China’s National Bureau of Statistics released Q4 2015 GDP figures that indicated a quarterly increase of 1.6%, 0.2% lower than market expectations. The annual growth rate was 6.8% and slightly lower than the expected 6.9%. It was the lowest growth level in 25 years.
That, of course, is if you believe the numbers. There is a fair degree of scepticism regarding the validity of Chinese economic data and a look at the quarterly GDP figures from the start of 2014 indicates some of the reasons for suspicion. Given the volatility in the GDP data prior to 2014, the smooth decline of GDP figures afterward is either a remarkable fluke, a display of unprecedented economic policy skill or “data smoothing”.

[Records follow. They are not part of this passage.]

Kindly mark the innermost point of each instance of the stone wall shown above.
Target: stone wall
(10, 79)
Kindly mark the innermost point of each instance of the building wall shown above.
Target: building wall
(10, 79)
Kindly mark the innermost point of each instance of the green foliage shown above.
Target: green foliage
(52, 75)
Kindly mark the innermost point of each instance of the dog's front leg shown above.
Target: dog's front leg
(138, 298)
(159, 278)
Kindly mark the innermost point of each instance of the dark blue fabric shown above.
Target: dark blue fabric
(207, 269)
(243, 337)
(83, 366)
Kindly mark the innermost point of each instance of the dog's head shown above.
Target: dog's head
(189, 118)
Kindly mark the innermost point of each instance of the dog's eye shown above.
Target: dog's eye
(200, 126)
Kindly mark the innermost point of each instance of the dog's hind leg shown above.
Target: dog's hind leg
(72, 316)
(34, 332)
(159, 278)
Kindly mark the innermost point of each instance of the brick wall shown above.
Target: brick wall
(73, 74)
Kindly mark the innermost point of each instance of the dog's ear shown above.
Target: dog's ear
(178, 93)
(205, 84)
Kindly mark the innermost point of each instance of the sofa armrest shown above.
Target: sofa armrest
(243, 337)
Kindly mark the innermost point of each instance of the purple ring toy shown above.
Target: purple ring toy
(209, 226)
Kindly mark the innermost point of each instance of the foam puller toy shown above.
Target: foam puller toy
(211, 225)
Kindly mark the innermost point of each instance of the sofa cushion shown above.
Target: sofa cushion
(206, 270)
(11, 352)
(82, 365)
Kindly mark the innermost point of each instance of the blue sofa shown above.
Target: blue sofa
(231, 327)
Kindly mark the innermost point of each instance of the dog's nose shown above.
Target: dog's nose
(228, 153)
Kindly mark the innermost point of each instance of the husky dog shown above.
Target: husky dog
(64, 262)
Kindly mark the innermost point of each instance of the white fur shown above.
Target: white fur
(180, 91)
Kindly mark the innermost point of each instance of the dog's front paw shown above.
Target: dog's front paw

Nonetheless, the release of the GDP numbers saw local bond market 10 year yields initially move up a point to 2.65% but then fall away to 2.61%. In the foreign exchange market the AUD sold off by US 0.5 cent before recovering back to close to the pre-announcement level.
China’s transition from a reliance on exports to domestic consumption and service provision needs more time and government support according to AMP Capital’s Shane Oliver. “Growth is still soft but it’s not collapsing…policy stimulus measures are helping but more is needed.”
Three months ago, Westpac focussed on the nominal GDP figure which the bank sees as a more reliable gauge of underlying demand conditions. This time the bank said, “Overall, the loss of momentum evident in the nominal series is a disappointing result…in through the year terms, that (the latest data) equates to a 5.8%yr pace in Q4, from 6.2% in Q3 and 7.1%.”